Selfridges Now Has An Adult-Sized Slide In Its Window
In fact what Selfridges has is a slide in its coffee shop, their hope that you'll pop in to behave like a big kid in front of an appreciative audience on the pavement, then stop to spend over the odds on some expensive beans. What's especially impressive here is how many writers simply lifted the sentence "There are 10 varieties of coffee on the menu, all of which are made from an exclusive Selfridges blend." simply to pad out this non-story.
Featured by five of the six
A Harry Potter Fantastic Beasts Exhibition Is Coming To Natural History Museum
The easiest way to spot a press release on a so-called news website is the phrase "is coming to" in the title. When information about some future event drops into a journalist's inbox, often the best they can say to make it sound newsworthy is "[Thing] is coming to [Location]". Bish bosh, upload a photo and there's another story pumped into the mainstream within your regulation ten minute time allocation. Look out for this wording, it's everywhere.

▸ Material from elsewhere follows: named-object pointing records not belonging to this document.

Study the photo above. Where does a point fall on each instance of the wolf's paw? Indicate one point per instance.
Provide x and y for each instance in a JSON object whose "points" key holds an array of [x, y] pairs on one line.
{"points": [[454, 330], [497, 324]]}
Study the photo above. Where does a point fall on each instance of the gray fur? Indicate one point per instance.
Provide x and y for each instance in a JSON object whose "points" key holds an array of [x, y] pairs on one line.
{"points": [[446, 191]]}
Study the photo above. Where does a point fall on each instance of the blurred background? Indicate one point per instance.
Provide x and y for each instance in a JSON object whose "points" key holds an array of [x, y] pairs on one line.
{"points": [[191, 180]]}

IKEA Is Opening A New Store In Hammersmith
Wow. An actual IKEA in actual Hammersmith. Whereas in fact this isn't a proper warehouse-style store, this is a "unique, new small store format" shoehorned into the existing King's Mall, which IKEA's parent company has just bought. Picture the downstairs half of a proper IKEA - all the accessories and meatballs but none of the big stuff, so customers who fancy a flat-pack wardrobe will have to go home and wait. But that's not what you thought when you first read the headline, and that's the genius of the press release. Job done.

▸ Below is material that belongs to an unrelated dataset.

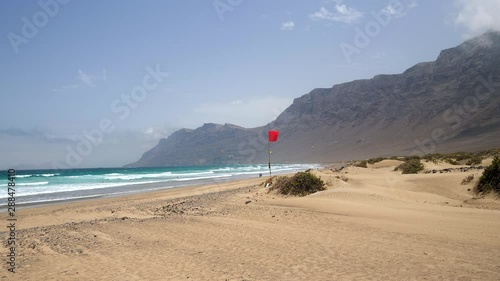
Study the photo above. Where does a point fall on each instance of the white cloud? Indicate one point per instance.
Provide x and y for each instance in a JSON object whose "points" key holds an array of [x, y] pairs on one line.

Featured by all six media outlets
The World’s First Cheese-Themed Hotel Has Opened In London
Here's the story. An upmarket UK restaurant chain has a new menu which features a lot of cheese. They therefore plan to kit out an apartment in Camden with a surfeit of cheese-themed decor, then invite one lucky couple to stay overnight. Cheese will be freely available, the minibar will be stocked and a single additional delivery of cheesy comestibles will be permitted. A £50 voucher has been thrown in so that the winners can enjoy a proper meal in a restaurant at a later date, but the true prize is the opportunity to take exclusive Instagram shots to die for. Essentially it's a corporate email-harvesting ballot with a cheesy flavour, and the nation's media have fallen head-over-heels for the story.

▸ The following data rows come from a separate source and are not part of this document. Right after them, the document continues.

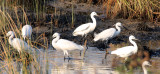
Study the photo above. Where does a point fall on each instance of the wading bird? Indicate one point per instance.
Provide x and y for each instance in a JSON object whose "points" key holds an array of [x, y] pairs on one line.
{"points": [[26, 31], [108, 33], [84, 29], [16, 42], [64, 45], [126, 51]]}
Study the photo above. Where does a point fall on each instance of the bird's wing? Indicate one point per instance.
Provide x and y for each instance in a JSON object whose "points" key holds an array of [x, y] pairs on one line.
{"points": [[67, 45], [108, 33], [82, 27], [124, 50]]}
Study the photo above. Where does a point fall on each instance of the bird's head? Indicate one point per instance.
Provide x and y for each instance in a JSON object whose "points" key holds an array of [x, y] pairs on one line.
{"points": [[119, 24], [10, 33], [94, 14], [146, 63], [55, 35]]}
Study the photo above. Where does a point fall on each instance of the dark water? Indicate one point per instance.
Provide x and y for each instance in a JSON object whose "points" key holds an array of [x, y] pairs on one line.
{"points": [[52, 62]]}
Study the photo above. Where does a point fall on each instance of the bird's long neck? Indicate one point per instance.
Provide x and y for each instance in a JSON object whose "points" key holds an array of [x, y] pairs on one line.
{"points": [[10, 39], [55, 40], [118, 28], [134, 44], [93, 19], [144, 69]]}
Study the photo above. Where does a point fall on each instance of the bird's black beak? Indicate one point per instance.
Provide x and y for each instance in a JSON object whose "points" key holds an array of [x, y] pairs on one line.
{"points": [[114, 25]]}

Not only did the six platforms in my survey take the cheesy bait but also the Daily Mail, the Mirror, the Independent, Stylist, Ladbible, even Devon Live. Frustrated English graduates forced to take poorly paid online content roles suddenly found themselves able to shine by scattering a sheen of cheese-related puns throughout their prose, and totally rolled with it. With an artist's impression of the jaundiced apartment thrown in for good measure, the restaurant chain achieved absolute marketing gold, excitedly repeated everywhere. Never mind that it's not really a hotel, never mind that the overnight 'cheese hotline' only works once, just slip brie and gouda into your copy somewhere and you're done. Feta complete.